Big e o marido, Michael Eurwen, também branco de nascimento, usaram a hormona para alterar o tom de pele. Enquanto Michael desenvolveu um bronzeado moderado, Martina afirma que apenas três doses deixaram a sua pele completamente escura. Desde então, gastou cerca de 67 mil libras a transformar as suas características físicas — incluindo a pele, os olhos e o cabelo — para corresponder ao que descreve como a sua “identidade negra”. A sua transformação foi amplamente criticada, com muitos a acusá-la de apropriação cultural e de usar blackface.
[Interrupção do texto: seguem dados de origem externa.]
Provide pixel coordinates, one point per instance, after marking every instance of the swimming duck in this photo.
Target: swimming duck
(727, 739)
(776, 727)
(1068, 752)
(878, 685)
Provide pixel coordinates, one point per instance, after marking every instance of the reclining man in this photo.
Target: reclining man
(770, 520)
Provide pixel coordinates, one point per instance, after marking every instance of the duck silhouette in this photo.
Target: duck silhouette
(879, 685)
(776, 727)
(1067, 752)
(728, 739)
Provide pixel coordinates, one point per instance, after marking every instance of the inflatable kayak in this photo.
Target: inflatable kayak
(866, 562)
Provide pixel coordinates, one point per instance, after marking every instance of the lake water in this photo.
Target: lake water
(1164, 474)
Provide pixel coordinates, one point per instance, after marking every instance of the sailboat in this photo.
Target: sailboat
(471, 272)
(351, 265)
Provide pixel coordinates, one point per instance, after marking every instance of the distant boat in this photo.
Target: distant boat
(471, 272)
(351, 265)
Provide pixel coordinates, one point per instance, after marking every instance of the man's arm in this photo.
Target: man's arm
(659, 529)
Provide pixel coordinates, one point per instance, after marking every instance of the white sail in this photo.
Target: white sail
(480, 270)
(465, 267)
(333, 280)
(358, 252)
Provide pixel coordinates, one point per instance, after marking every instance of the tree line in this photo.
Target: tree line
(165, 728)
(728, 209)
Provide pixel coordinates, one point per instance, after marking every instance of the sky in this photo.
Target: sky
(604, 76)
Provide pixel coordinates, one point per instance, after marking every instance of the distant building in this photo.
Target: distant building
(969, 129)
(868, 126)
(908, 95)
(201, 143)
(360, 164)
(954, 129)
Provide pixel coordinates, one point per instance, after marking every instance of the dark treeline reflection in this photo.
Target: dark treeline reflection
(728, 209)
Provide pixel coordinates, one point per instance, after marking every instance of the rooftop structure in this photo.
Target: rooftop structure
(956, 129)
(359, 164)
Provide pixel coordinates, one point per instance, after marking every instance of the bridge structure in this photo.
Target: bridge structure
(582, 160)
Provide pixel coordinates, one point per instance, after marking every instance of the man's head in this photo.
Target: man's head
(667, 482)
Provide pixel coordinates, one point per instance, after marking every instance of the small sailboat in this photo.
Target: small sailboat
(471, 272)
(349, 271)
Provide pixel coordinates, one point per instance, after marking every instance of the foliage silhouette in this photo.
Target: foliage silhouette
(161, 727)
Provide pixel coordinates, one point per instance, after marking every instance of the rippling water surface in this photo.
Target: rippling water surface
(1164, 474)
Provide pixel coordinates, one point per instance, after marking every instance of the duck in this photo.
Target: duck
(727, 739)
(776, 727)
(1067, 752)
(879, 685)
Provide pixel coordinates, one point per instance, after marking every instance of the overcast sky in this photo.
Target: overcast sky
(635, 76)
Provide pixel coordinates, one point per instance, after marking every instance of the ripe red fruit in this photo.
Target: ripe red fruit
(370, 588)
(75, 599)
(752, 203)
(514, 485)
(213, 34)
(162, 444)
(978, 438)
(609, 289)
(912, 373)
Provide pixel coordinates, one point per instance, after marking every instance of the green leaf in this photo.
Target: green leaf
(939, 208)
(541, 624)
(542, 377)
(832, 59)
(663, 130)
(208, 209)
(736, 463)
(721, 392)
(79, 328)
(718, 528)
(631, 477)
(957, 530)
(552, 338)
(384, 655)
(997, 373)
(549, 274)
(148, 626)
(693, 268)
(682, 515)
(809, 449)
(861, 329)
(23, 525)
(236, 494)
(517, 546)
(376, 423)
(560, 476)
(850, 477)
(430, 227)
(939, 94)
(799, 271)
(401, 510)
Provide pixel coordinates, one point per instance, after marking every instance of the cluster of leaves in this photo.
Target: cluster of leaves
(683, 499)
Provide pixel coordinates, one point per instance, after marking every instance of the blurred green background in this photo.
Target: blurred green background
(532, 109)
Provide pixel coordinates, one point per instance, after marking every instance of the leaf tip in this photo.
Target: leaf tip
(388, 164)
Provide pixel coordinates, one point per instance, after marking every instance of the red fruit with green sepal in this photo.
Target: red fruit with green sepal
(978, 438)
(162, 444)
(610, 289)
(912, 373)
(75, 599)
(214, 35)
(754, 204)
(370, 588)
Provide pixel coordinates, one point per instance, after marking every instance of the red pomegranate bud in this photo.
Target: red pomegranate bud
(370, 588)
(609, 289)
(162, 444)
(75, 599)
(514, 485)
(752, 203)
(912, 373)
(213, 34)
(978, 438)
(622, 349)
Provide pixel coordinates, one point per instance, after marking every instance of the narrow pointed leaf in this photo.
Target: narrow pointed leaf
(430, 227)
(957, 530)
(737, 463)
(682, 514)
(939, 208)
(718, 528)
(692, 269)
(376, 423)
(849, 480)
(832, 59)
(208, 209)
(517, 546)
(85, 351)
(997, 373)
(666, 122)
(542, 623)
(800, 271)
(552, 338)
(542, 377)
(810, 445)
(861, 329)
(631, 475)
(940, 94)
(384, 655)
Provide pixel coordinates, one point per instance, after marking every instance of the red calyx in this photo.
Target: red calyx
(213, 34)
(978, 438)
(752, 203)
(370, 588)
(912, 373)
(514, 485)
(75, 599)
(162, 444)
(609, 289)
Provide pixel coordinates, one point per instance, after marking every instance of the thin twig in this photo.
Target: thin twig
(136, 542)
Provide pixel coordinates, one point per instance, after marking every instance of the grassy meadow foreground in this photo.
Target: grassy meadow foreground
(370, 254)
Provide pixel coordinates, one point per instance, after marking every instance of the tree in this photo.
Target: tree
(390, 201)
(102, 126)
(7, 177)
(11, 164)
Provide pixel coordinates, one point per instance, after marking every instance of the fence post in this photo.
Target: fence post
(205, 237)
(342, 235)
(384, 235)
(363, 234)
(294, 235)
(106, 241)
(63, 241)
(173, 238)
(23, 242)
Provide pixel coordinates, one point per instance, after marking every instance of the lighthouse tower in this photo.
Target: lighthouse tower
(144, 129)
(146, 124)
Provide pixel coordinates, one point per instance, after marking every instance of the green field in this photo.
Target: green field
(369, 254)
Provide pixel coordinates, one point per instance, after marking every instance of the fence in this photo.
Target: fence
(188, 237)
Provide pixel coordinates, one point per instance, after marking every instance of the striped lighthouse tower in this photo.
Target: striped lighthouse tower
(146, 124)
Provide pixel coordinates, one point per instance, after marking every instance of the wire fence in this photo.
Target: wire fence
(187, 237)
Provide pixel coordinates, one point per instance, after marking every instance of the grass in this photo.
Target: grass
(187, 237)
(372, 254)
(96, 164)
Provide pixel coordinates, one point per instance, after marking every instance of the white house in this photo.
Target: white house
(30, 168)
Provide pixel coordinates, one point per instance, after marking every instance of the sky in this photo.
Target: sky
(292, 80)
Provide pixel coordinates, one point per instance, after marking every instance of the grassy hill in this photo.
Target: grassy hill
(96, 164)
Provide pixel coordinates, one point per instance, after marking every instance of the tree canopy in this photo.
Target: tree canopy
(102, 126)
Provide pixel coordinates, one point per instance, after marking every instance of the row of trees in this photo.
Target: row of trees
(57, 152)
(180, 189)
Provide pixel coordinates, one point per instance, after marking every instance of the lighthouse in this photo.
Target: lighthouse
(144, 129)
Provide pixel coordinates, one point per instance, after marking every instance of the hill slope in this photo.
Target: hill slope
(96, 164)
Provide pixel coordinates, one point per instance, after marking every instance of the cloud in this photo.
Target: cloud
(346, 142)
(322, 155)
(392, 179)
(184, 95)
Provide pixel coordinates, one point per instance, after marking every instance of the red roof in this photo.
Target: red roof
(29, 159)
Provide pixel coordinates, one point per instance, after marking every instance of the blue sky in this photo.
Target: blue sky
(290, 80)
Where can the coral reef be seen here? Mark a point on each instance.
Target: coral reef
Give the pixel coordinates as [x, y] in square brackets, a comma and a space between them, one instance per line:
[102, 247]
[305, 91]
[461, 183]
Apesar disso, Big insiste que agora se vê plenamente como uma mulher negra e considera-se uma “ponte” entre os grupos raciais. Já viajou para África três vezes e diz receber e-mails de pessoas a pedir conselhos sobre como mudar a sua aparência. Respondendo às críticas, ela afirma estar simplesmente a viver a sua verdade e que deseja promover uma melhor compreensão entre as comunidades.

A transformação física de Martina incluiu também inúmeras cirurgias plásticas, como rinoplastia, lipoaspiração e múltiplos aumentos mamários — procedimentos que afirma que vai continuar a fazer. Anteriormente, causou indignação ao sugerir que os seus futuros filhos teriam a pele escura devido à sua transformação, uma afirmação que muitos questionaram.


A história de Martina Big continua a gerar controvérsia e discussões sobre raça, identidade e os limites da transformação pessoal.